The vision document explores how to address, in the context of transformative change, the direct and indirect drivers of biodiversity loss and nature deterioration, including climate change and development and environmental inequities, and how to reverse biodiversity loss and restore and safeguard nature and its contributions to people.

To overcome the challenges, the document suggests focusing on the impacts of production and consumption systems, resource use and extraction, trade and financial flows, pollution, legacies of colonialism, and of human population dynamics and social practices related to nature and the resultant distribution of material and non-material benefits, degradation of nature and vulnerabilities across global societies and scales.

The IPBES document seeks in assessing how transformative change for nature and people presents specific challenges as it involves the consideration of science-based and indigenous and local knowledge-based understandings of biodiversity and nature’s contributions to people, together with normative ethics, different worldviews and collective values about visions of a sustainable future.

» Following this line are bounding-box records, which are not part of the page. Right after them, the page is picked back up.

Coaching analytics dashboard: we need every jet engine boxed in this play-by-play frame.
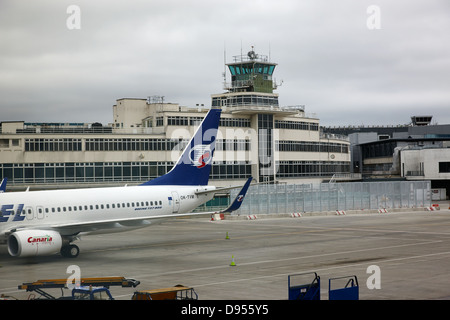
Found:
[8,230,63,257]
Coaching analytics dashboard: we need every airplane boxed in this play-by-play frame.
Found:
[0,108,252,258]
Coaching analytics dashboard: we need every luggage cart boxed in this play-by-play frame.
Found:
[288,272,320,300]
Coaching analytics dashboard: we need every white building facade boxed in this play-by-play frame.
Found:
[0,49,350,188]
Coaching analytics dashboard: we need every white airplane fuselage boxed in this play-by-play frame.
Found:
[0,186,215,243]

The document would further assess examples of good practices, applicable and accessible knowledge and technologies, and invoke narratives, stories, media, scenarios and visualizations at various scales that illustrate visions of a sustainable world which might provide potential scenarios and pathways for transformative change based on different worldviews.

The IPBES vision document to a 2045 roadmap to achieve biodiversity loss recovery globally reflects the ongoing assessments at various levels of species decline amidst extensive biodiversity loss induced by factors ranging from large scale commercial ventures that eat into pristine natural landscapes, and implications of the three planetary crises – global warming, climate change and extreme weather events.